UPDATED 11:47 EST / OCTOBER 07 2010

Recycling Old Electronics is a 50-50 Trend, Minus 11

The growing competition amongst manufacturers has introduced the world to wonders like never before, including the smartphone, HDTV, iPad and the high-power laser pen.  But all the new gadgetry also a  has a flipside, as it directly influences our ecosystem.

As mentioned by Retrevo:

“Based on a 2008 EPA report, we calculate that by the end of 2010 there will be so much e-waste accumulated (since the year 2000), it could cover the island of Manhattan in old electronics three feet deep.”

This along with the fact that in 10 years from now there will be an amount of e-waste to fill enough garbage trucks to circle the world twice is certainly not an optimistic one. Furthermore, based on a Retrevo census covering over 7,500 U.S and international households, only 39% recycle of participants recycle their old electronics, and 61% don’t. The chief reason for that are individuals’ good intentions but lack of action, followed by unavailability of local means of convenient recycling, unawareness to exactly ‘how’ to do so and coming in last, simply not caring about the subject.

With 28% e-waste recycling rates in the U.S, manufactures and resellers also noticed this growing problem.
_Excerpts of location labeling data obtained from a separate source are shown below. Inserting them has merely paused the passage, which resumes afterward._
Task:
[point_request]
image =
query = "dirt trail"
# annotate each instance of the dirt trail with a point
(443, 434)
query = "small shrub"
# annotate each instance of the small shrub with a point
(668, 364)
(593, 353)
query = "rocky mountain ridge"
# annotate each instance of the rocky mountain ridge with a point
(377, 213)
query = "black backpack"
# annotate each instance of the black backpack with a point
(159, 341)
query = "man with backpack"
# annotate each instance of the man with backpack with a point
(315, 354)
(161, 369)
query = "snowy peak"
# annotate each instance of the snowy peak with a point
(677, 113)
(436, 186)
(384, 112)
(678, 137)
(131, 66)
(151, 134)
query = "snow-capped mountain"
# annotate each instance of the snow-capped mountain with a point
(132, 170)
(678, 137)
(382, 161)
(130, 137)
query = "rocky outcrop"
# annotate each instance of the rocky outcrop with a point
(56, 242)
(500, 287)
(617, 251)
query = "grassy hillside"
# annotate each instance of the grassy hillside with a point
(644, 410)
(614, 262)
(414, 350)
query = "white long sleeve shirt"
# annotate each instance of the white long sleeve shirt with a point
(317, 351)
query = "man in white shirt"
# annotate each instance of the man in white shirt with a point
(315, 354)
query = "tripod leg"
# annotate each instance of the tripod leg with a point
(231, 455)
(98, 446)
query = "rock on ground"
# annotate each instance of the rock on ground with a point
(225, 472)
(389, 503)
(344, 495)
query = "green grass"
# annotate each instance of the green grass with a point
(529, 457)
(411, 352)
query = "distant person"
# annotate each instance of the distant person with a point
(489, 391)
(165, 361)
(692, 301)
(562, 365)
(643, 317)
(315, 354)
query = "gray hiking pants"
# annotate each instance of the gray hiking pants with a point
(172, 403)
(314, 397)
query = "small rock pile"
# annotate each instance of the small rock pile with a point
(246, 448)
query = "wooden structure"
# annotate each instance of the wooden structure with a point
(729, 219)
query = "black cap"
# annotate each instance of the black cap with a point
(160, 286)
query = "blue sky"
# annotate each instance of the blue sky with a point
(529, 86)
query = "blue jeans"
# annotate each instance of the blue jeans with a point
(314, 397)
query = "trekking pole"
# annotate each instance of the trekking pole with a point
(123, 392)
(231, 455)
In consequence, Costco, Apple, Office Depot, ecoATM and more offer recycling services and trade ins / mildly hinted promotional insensitive, in addition to Best Buy’s national-scale effort to collect 1 billion pounds of old electronics for recycling.  It’s a program even I’ve tried out once.
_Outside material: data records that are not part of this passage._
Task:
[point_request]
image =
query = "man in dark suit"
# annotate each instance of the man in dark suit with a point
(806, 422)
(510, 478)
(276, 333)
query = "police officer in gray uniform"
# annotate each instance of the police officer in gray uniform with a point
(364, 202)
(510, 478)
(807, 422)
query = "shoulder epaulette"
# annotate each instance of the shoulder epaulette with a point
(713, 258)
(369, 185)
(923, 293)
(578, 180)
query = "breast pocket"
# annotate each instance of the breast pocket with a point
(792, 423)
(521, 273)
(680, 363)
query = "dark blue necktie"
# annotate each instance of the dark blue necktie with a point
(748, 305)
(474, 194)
Making the public, manufacturers and merchants more aware of the serious ecological damage e-waste can potentially cause  is a vital step in finding use of all the piles of suffocating old phones, MP3 players, TV’s and computers that engulf the planet.  On the brighter side however, giving away an outdated piece of tech can also get one a great deal on his next purchase, and even some quick cash at the manufacturer, even if it is only a gift card you end up buying for yourself.  That’s the ultimate reward, right?